The study of diet diversity also requires bringing back to the picture some often overlooked features, namely resources from nature and family gardens. These resources can represent an important source of diversity at critical times, and for specific groups, depending on their availability, and the access rights that are attached to them. The high number of possible causes, the way they interfere, and the changes along intra-annual, and pluri-annual time spans call for in depth interdisciplinary research including conceptual and empirical tools of analysis.

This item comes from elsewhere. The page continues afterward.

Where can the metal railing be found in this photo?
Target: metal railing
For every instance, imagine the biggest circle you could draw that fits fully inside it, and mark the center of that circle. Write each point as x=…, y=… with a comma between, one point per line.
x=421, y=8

All partners have already worked during several years in west Burkina Faso. The project will allow them to first exchange on their specific and disciplinary (agriculture, environment, nutrition, and household economics) existing knowledges. Different theoretical models will be developed to represent (i) the intra-household decision process from production to consumption and vice versa (ii) the relations between the household level and the village/regional levels (iii) the intraannual management of the diet diversity in the farm households. The project relies on innovative mixed methods, combining qualitative and quantitative fieldwork, participatory approaches, and modeling. The core of the fieldwork will be an integrative and comprehensive survey conducted with about 100 households, and their corresponding members. The design and the analysis of the integrative survey will bring together the different disciplinary components of the project team.
The project will produce original and relevant scientific knowledge on the agriculture-nature-food nexus at the farm household level, and it will provide conceptual and practical guidelines for development practitioners and policy makers.
The consortium in the project includes research institution partners from Burkina Faso (Institut de l'Environnement et de Recherches Agricoles (INERA) and Institut de Recherche en Sciences Appliquées et Technologies (IRSAT) and France (Institut de recherche pour le développement (IRD), Centre de coopération International en Recherche Agronomique pour le Développement (CIRAD), and development practitioners (Centre de coopération International en Recherche Agronomique pour le Développement (GRET)).